The real success story of the week is Edgar Wright’s Baby Driver, which zoomed into No. 2 with $21 million; that’s more than double Scott Pilgrim Vs. The World’s $10.6 million opening weekend, putting Baby Driver well on its way to becoming Wright’s biggest movie yet. Even more impressive, it did so despite opening in 1,000 fewer theaters than its closest competition, Transformers: The Last Knight, which dropped a precarious 62 percent in its second weekend to come in at No. 3. The yawning chasm between the two films’ Rotten Tomatoes scores (97 percent and 15 percent, respectively) may have contributed to their varying fortunes—or maybe after five movies’ worth of KRRRRANGgggggggggFFFPhiiTtttrrrrrrrrrrBWOMP, Optimus Prime and company have simply given America a migraine.

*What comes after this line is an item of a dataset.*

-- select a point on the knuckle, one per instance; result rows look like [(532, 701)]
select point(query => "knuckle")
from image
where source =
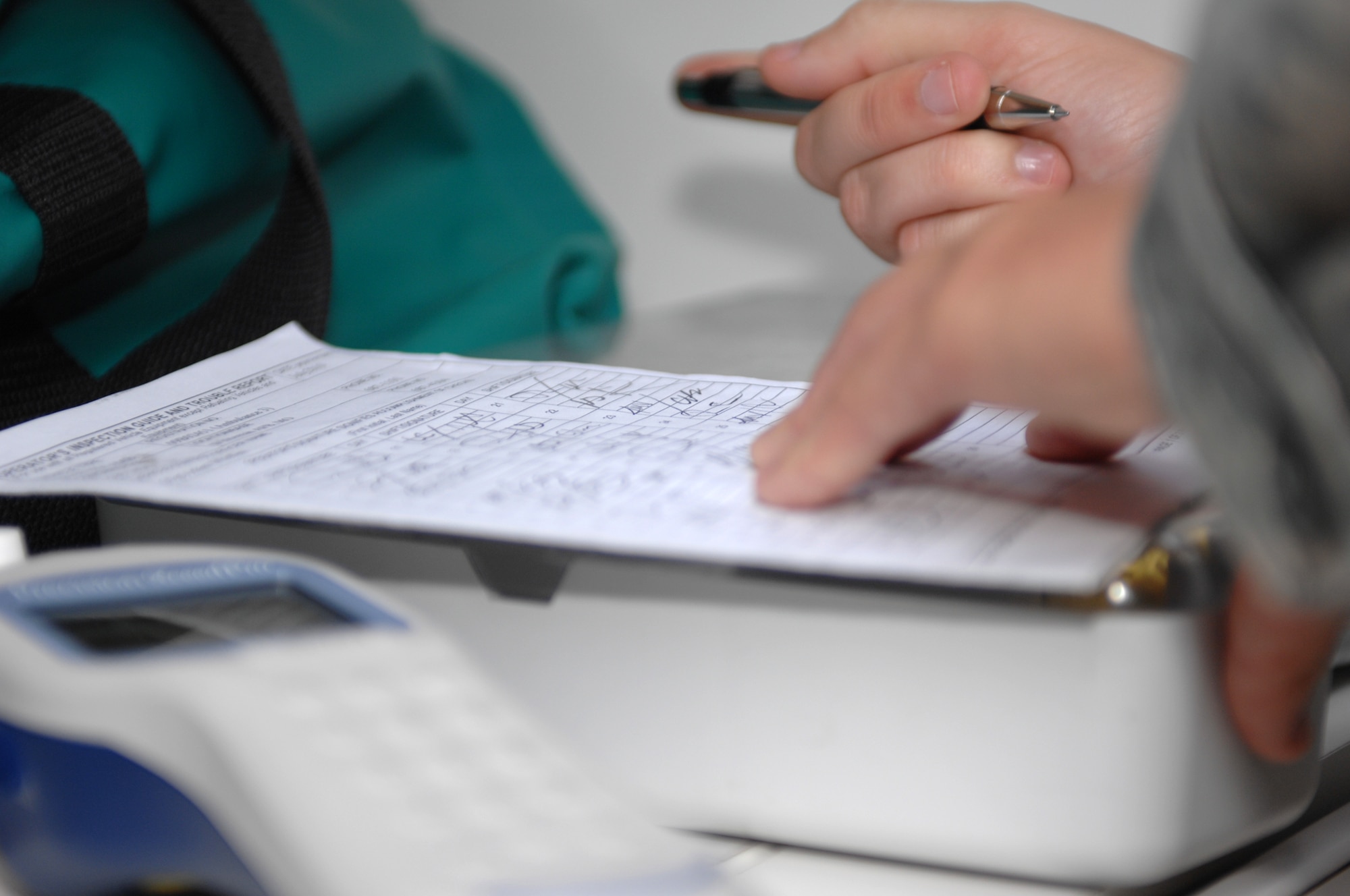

The other major new release this week was Warner Bros.’ R-rated comedy The House, which limped in at No. 6 with a $9 million opening weekend. Between this and the lackluster performance of Sony’s Bridesmaids/Weekend At Bernie’s mashup Rough Night a few weeks back—not to mention poor showings for Baywatch and Snatched earlier in the summer—Variety is already ringing the death knell for raunchy R-rated comedies. That narrative is complicated by a little movie called The Little Hours, though, which made $61,560 on two screens for the weekend’s best per-theater average. The relatively tame, but still R-rated, The Big Sick also continues to do healthy business (har har) in limited release, experiencing a nearly 300 percent increase in business as it expanded in its second week.
In much bigger business, Wonder Woman continues to lasso up impressive amounts of cash, pulling in another $16.1 million domestically (and $13.6 million internationally) in its fifth weekend to solidify its place as the DCEU’s biggest movie yet, and the third-biggest movie based on a DC superhero, period. It‘ll face a challenge this coming weekend, though, from Sony’s Spider-Man: Homecoming, which has the added benefit of being Spidey’s first feature-length adventure within the Marvel Cinematic Universe.